Le Boavista vit des heures particulièrement sombres. Tel que le rapporte la presse nationale portugais, le média sportif A Bola, ou le quotidien Jornal de Notícias, dans un document soumis ce mois au Tribunal de commerce de Vila Nova de Gaia, l’administratrice d’insolvabilité Maria Clarisse Barros a exposé la situation critique du club portugais : faute d’avoir respecté les délais fixés lors de l’assemblée des créanciers, la direction du club s’exposait à une procédure de fermeture définitive de ses installations et à l’arrêt de l’ensemble de ses activités, y compris ses sections amateurs.
Les montants en jeu étaient pourtant loin d’être astronomiques : environ 53 680 euros mensuels pour couvrir les dépenses courantes de janvier et février 2026, ainsi qu’une échéance de 96 000 euros destinée à régulariser des dettes antérieures.

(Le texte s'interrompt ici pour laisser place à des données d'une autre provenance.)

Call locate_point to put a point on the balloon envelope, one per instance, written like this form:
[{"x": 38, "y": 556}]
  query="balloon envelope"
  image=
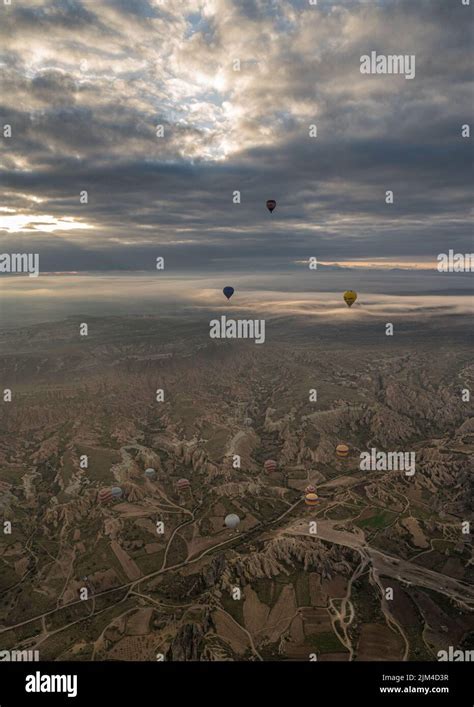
[
  {"x": 271, "y": 203},
  {"x": 270, "y": 465},
  {"x": 342, "y": 450},
  {"x": 350, "y": 297},
  {"x": 232, "y": 520}
]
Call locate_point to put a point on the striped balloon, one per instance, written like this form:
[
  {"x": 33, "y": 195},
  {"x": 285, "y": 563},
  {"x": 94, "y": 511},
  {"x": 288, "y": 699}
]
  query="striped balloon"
[{"x": 104, "y": 495}]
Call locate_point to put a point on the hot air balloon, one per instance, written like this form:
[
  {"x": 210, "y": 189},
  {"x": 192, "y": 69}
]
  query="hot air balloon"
[
  {"x": 311, "y": 499},
  {"x": 270, "y": 466},
  {"x": 271, "y": 203},
  {"x": 104, "y": 495},
  {"x": 232, "y": 521},
  {"x": 350, "y": 297},
  {"x": 342, "y": 450}
]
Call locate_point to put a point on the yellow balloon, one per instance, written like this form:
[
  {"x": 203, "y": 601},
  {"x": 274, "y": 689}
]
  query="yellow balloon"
[{"x": 350, "y": 297}]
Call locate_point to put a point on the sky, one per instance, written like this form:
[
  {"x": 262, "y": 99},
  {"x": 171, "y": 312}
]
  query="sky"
[{"x": 85, "y": 84}]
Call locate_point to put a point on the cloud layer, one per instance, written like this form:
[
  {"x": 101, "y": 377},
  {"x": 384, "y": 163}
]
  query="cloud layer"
[{"x": 86, "y": 85}]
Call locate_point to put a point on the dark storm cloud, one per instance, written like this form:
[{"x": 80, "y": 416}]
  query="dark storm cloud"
[{"x": 88, "y": 84}]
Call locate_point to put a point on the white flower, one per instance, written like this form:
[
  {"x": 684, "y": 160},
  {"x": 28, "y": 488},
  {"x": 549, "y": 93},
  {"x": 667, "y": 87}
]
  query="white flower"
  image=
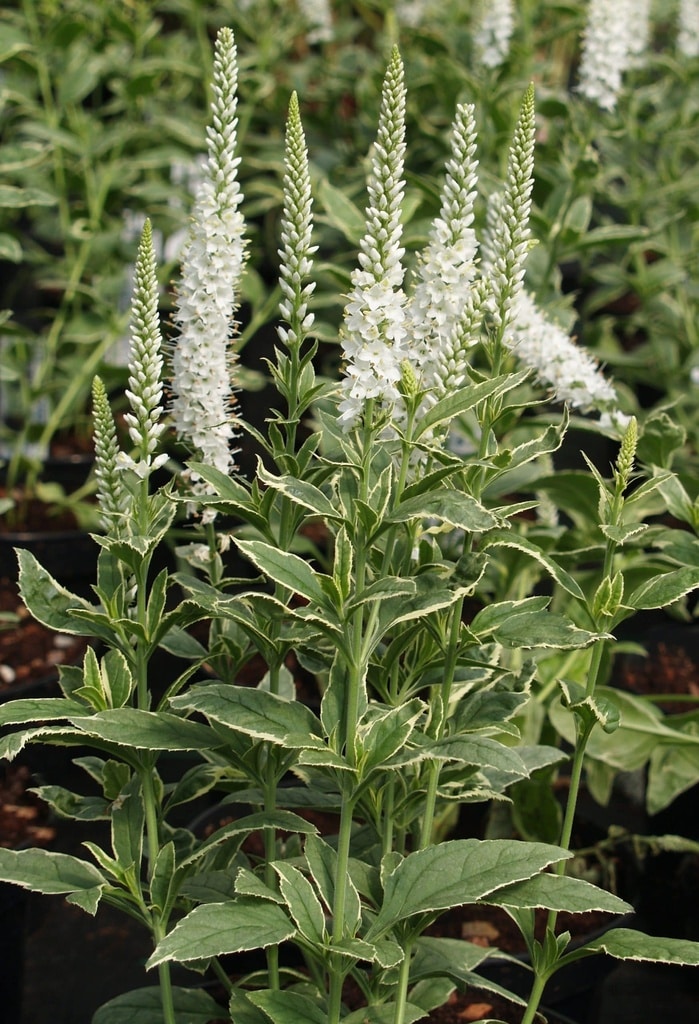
[
  {"x": 213, "y": 261},
  {"x": 639, "y": 39},
  {"x": 606, "y": 50},
  {"x": 145, "y": 366},
  {"x": 375, "y": 332},
  {"x": 493, "y": 33},
  {"x": 447, "y": 265},
  {"x": 507, "y": 238},
  {"x": 544, "y": 346},
  {"x": 688, "y": 28},
  {"x": 318, "y": 17}
]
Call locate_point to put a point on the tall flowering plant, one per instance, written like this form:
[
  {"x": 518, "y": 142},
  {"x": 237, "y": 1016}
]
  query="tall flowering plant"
[{"x": 422, "y": 699}]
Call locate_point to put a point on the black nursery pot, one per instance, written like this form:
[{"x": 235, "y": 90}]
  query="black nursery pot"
[
  {"x": 13, "y": 902},
  {"x": 570, "y": 992},
  {"x": 70, "y": 555}
]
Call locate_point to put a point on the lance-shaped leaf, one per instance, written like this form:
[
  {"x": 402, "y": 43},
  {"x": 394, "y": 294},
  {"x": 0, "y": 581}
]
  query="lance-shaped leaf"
[
  {"x": 257, "y": 713},
  {"x": 301, "y": 493},
  {"x": 50, "y": 603},
  {"x": 478, "y": 751},
  {"x": 289, "y": 1008},
  {"x": 453, "y": 507},
  {"x": 286, "y": 568},
  {"x": 41, "y": 710},
  {"x": 144, "y": 1006},
  {"x": 217, "y": 929},
  {"x": 509, "y": 540},
  {"x": 543, "y": 629},
  {"x": 626, "y": 943},
  {"x": 45, "y": 871},
  {"x": 665, "y": 589},
  {"x": 465, "y": 398},
  {"x": 557, "y": 892},
  {"x": 282, "y": 820},
  {"x": 322, "y": 861},
  {"x": 457, "y": 871},
  {"x": 147, "y": 730}
]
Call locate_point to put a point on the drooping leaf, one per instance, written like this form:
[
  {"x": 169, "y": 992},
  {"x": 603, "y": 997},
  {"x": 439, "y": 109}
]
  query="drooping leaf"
[
  {"x": 147, "y": 730},
  {"x": 453, "y": 507},
  {"x": 558, "y": 892},
  {"x": 46, "y": 871},
  {"x": 303, "y": 904},
  {"x": 289, "y": 1008},
  {"x": 216, "y": 929},
  {"x": 626, "y": 943},
  {"x": 255, "y": 712},
  {"x": 144, "y": 1006},
  {"x": 286, "y": 568},
  {"x": 459, "y": 871}
]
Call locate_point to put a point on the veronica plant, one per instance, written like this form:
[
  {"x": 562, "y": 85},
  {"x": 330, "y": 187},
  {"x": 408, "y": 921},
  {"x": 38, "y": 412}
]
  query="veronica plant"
[{"x": 420, "y": 697}]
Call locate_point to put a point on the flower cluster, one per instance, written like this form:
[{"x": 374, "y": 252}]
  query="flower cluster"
[
  {"x": 376, "y": 335},
  {"x": 544, "y": 346},
  {"x": 213, "y": 261},
  {"x": 606, "y": 50},
  {"x": 447, "y": 266},
  {"x": 145, "y": 367}
]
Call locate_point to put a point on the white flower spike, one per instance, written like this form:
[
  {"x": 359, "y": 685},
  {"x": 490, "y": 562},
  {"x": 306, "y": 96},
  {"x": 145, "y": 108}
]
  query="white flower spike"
[
  {"x": 213, "y": 262},
  {"x": 375, "y": 334}
]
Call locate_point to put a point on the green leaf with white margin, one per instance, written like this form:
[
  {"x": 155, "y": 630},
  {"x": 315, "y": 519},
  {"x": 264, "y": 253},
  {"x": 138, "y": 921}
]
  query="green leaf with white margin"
[
  {"x": 386, "y": 732},
  {"x": 289, "y": 1008},
  {"x": 455, "y": 872},
  {"x": 503, "y": 539},
  {"x": 257, "y": 713},
  {"x": 542, "y": 629},
  {"x": 341, "y": 212},
  {"x": 128, "y": 821},
  {"x": 10, "y": 250},
  {"x": 144, "y": 1006},
  {"x": 642, "y": 727},
  {"x": 672, "y": 769},
  {"x": 285, "y": 568},
  {"x": 147, "y": 730},
  {"x": 452, "y": 958},
  {"x": 662, "y": 590},
  {"x": 218, "y": 929},
  {"x": 284, "y": 820},
  {"x": 301, "y": 493},
  {"x": 41, "y": 710},
  {"x": 385, "y": 1014},
  {"x": 465, "y": 398},
  {"x": 453, "y": 507},
  {"x": 597, "y": 709},
  {"x": 556, "y": 892},
  {"x": 431, "y": 595},
  {"x": 48, "y": 872},
  {"x": 303, "y": 904},
  {"x": 626, "y": 943},
  {"x": 322, "y": 861},
  {"x": 243, "y": 1012},
  {"x": 48, "y": 602}
]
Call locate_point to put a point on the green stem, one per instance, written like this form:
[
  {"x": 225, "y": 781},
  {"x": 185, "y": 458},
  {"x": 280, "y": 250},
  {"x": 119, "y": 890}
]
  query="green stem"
[
  {"x": 270, "y": 879},
  {"x": 338, "y": 965},
  {"x": 158, "y": 924},
  {"x": 403, "y": 981}
]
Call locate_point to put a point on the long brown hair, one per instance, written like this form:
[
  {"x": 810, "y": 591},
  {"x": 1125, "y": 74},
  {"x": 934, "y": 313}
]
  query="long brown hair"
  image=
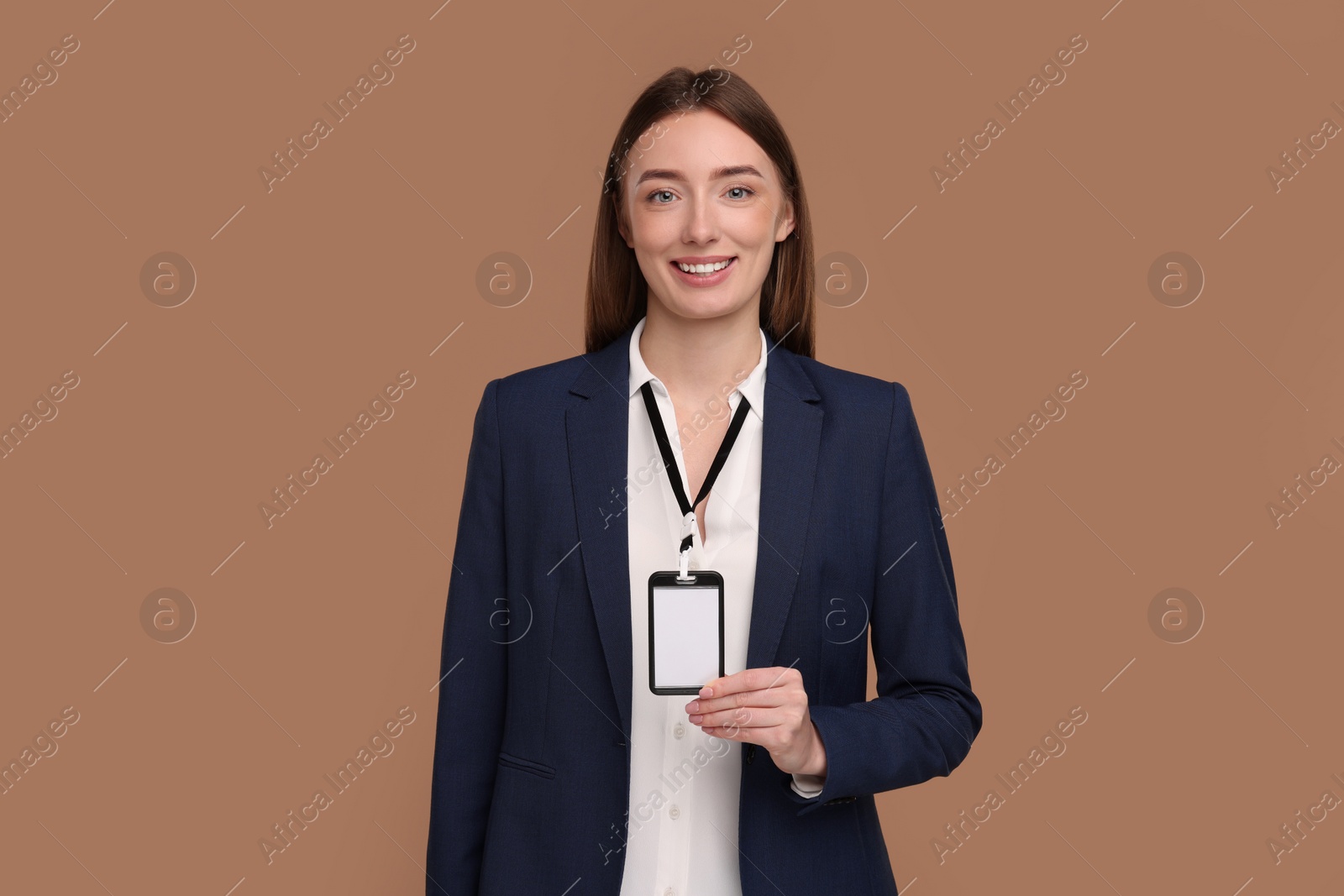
[{"x": 617, "y": 293}]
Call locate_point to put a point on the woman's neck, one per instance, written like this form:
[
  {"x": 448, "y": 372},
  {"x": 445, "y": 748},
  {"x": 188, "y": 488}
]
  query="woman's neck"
[{"x": 696, "y": 359}]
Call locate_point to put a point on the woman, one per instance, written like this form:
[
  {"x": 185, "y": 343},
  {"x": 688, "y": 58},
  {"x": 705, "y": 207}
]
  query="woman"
[{"x": 557, "y": 768}]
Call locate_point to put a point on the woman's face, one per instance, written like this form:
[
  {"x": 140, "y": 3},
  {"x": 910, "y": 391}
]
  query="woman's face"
[{"x": 703, "y": 194}]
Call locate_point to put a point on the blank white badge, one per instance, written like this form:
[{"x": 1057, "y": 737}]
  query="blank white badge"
[{"x": 685, "y": 636}]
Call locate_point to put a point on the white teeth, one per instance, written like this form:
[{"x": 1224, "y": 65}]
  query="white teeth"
[{"x": 703, "y": 269}]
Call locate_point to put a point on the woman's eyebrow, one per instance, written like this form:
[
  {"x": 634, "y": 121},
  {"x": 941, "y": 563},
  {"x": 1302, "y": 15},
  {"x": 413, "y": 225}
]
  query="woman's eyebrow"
[{"x": 718, "y": 174}]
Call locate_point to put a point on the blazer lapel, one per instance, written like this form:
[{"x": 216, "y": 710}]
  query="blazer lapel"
[{"x": 598, "y": 439}]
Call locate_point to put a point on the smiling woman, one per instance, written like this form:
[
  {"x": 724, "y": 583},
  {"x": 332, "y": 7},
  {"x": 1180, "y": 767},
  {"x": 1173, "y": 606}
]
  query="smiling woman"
[{"x": 633, "y": 741}]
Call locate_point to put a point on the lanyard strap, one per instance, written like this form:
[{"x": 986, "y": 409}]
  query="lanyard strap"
[{"x": 669, "y": 461}]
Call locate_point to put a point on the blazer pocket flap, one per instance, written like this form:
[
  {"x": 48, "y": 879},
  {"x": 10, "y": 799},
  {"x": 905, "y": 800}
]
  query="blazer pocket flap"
[{"x": 526, "y": 765}]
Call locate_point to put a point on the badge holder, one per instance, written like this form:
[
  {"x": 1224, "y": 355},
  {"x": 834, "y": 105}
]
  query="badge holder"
[{"x": 685, "y": 629}]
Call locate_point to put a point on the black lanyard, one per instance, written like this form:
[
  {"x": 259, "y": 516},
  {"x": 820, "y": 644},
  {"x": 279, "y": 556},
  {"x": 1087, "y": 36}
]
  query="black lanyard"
[{"x": 669, "y": 461}]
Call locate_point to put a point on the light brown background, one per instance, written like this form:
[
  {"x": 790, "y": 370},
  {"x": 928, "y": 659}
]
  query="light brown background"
[{"x": 313, "y": 296}]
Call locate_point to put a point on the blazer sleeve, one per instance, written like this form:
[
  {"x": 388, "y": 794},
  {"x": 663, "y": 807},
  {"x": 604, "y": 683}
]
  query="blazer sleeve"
[
  {"x": 472, "y": 671},
  {"x": 925, "y": 715}
]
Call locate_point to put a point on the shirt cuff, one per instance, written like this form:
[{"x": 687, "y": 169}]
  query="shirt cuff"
[{"x": 808, "y": 786}]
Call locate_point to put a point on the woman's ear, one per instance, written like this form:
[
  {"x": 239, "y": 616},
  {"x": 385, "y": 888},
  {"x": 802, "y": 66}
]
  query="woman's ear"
[{"x": 786, "y": 223}]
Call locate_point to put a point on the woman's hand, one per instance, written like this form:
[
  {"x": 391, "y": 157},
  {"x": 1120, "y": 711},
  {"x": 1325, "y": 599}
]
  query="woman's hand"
[{"x": 764, "y": 707}]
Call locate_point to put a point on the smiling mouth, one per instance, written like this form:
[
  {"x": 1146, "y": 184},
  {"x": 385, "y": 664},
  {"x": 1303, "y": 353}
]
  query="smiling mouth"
[{"x": 705, "y": 270}]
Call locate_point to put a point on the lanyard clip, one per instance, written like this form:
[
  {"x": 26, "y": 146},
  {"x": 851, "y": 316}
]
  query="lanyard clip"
[{"x": 683, "y": 560}]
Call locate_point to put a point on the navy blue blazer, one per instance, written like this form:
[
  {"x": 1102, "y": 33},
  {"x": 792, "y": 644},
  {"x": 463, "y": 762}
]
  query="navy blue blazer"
[{"x": 531, "y": 761}]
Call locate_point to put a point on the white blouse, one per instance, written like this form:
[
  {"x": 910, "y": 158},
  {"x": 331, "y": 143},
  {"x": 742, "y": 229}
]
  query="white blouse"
[{"x": 685, "y": 783}]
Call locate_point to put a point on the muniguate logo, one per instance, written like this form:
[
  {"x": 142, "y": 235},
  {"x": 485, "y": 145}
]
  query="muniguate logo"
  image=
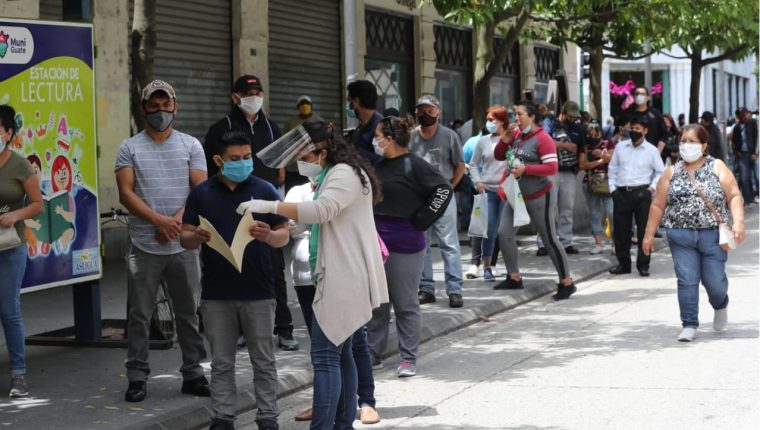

Des sommes que la direction s’est révélée incapable de réunir dans les temps, poussant l’administratrice à envisager la fermeture des portes.
Gérard Lopez garantit le financement
C’est Gérard Lopez, actionnaire majoritaire de la société sportive (SAD), qui a évité le pire. Son avocate a contacté l’administratrice pour l’informer que l’homme d’affaires souhaitait prendre en charge le financement des dépenses courantes sous forme de donations mensuelles, estimées entre 50 000 et 55 000 euros. Le versement de février — 54 180 euros — a bien été effectué, permettant de suspendre la procédure de fermeture. L’administratrice a justifié cette décision en soulignant que maintenir le club en activité offrait une meilleure visibilité au complexe sportif, dont la vente des actifs immobiliers est par ailleurs en cours d’instruction.
La conséquence directe de cette crise a été l’éviction du président Rui Garrido Pereira. Depuis le 18 février, l’administratrice d’insolvabilité a officiellement mis fin à la collaboration avec la direction, prenant seule les rênes opérationnelles du club. Elle sera chargée de désigner un nouveau responsable de la gestion, sous réserve de validation par la commission des créanciers.
Si la fermeture immédiate est donc écartée, la situation du Boavista reste suspendue à un financement de survie, fragile par nature. Restructuration de la dette, modèle économique viable, clarification de la gouvernance : le chemin vers une stabilité durable s’annonce encore long pour le club.